Kepala Unit Reserse Kriminal (Kanit Reskrim) Polsek Sumenep Kota, Aiptu Nurul Huda, SH, menegaskan bahwa penetapan tersangka dilakukan setelah melalui gelar perkara. Namun, hingga saat ini, kedua tersangka belum menunjukkan itikad kooperatif dengan tidak menghadiri panggilan pemeriksaan.
“Statusnya sudah tersangka. Tapi yang bersangkutan belum memenuhi panggilan kami,” ujar Nurul Huda saat dikonfirmasi media ini, pada Rabu(25/03/2026).

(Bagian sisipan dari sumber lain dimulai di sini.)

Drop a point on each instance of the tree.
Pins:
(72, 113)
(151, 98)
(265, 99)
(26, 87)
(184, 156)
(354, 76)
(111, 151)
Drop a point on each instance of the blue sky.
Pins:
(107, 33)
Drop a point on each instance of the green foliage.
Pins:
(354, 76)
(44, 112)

Kondisi ini memunculkan tanda tanya publik terkait keseriusan penegakan hukum dalam kasus yang menyangkut keselamatan tenaga medis di ruang pelayanan. Ketidakhadiran tersangka dinilai berpotensi menghambat proses penyidikan serta menimbulkan kesan adanya pembiaran.

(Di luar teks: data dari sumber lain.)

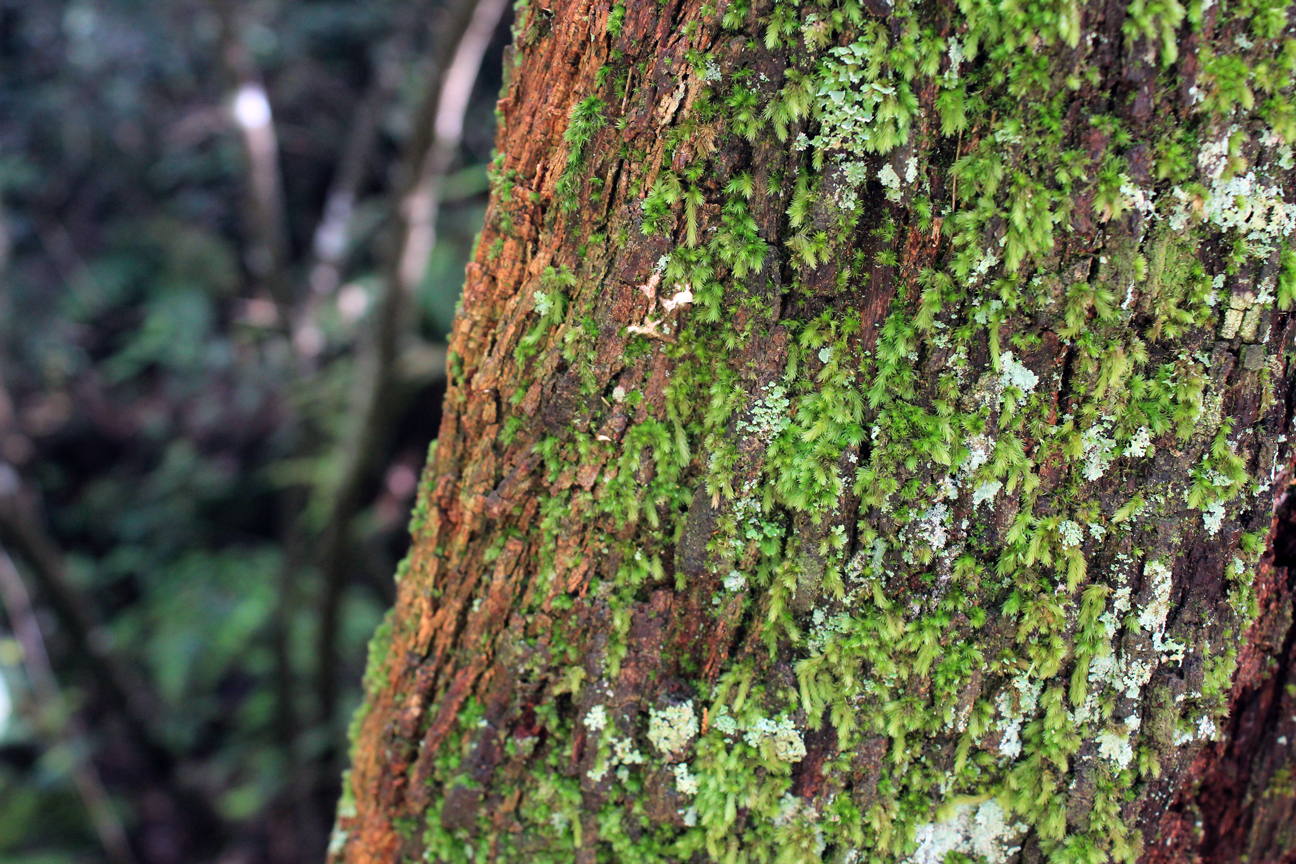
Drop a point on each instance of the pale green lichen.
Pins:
(984, 832)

Awal mula, Peristiwa tersebut bermula pada Minggu, 4 Januari 2026, sekitar pukul 10.10 WIB di ruang Unit Gawat Darurat (UGD) Puskesmas Batuan. Saat itu, seorang nakes bernama Ramli Fawaid tengah menangani pasien korban kecelakaan lalu lintas bersama tim medis lainnya.
Pelaksana Tugas (Plt) Kasi Humas Polres Sumenep, AKP Widiarti, S.H., menjelaskan bahwa situasi memanas akibat cekcok antara dua pihak keluarga pasien yang sama-sama berada di dalam ruang UGD. Demi menjaga kondusivitas dan fokus pelayanan medis, korban meminta keluarga pasien menunggu di luar ruangan.
Namun, imbauan tersebut justru memicu emosi salah satu pihak keluarga. Adu argumen tak terhindarkan, bahkan semakin memanas saat salah satu keluarga pasien mencoba merekam kejadian di dalam ruang UGD.
Dalam kondisi yang semakin tidak terkendali, korban sempat diamankan ke ruang jaga perawat oleh rekan sesama nakes. Namun, salah satu terduga pelaku diduga mengejar dan berusaha memiting leher korban. Tak berhenti di situ, pelaku lain disebut turut melakukan pemukulan dari arah belakang serta mendorong tubuh korban.
Beruntung, tenaga medis lain segera melerai sehingga insiden tidak berkembang lebih jauh. Pada hari yang sama sekitar pukul 14.30 WIB, korban melaporkan kejadian tersebut ke Polsek Sumenep Kota.
Kasus ini tidak hanya menjadi persoalan hukum semata, tetapi juga menyentuh isu perlindungan tenaga kesehatan yang bekerja dalam tekanan tinggi. Minimnya rasa aman di fasilitas pelayanan kesehatan dikhawatirkan dapat berdampak pada kualitas layanan publik.
Hingga berita ini diturunkan, pihak terduga pelaku belum memberikan keterangan resmi. Sementara itu, aparat kepolisian diharapkan segera mengambil langkah tegas untuk memastikan proses hukum berjalan tanpa hambatan, sekaligus memberikan rasa keadilan bagi korban.
Kasus ini menjadi pengingat bahwa ruang pelayanan medis seharusnya menjadi tempat yang aman, bukan arena konflik yang justru mengancam keselamatan para tenaga kesehatan.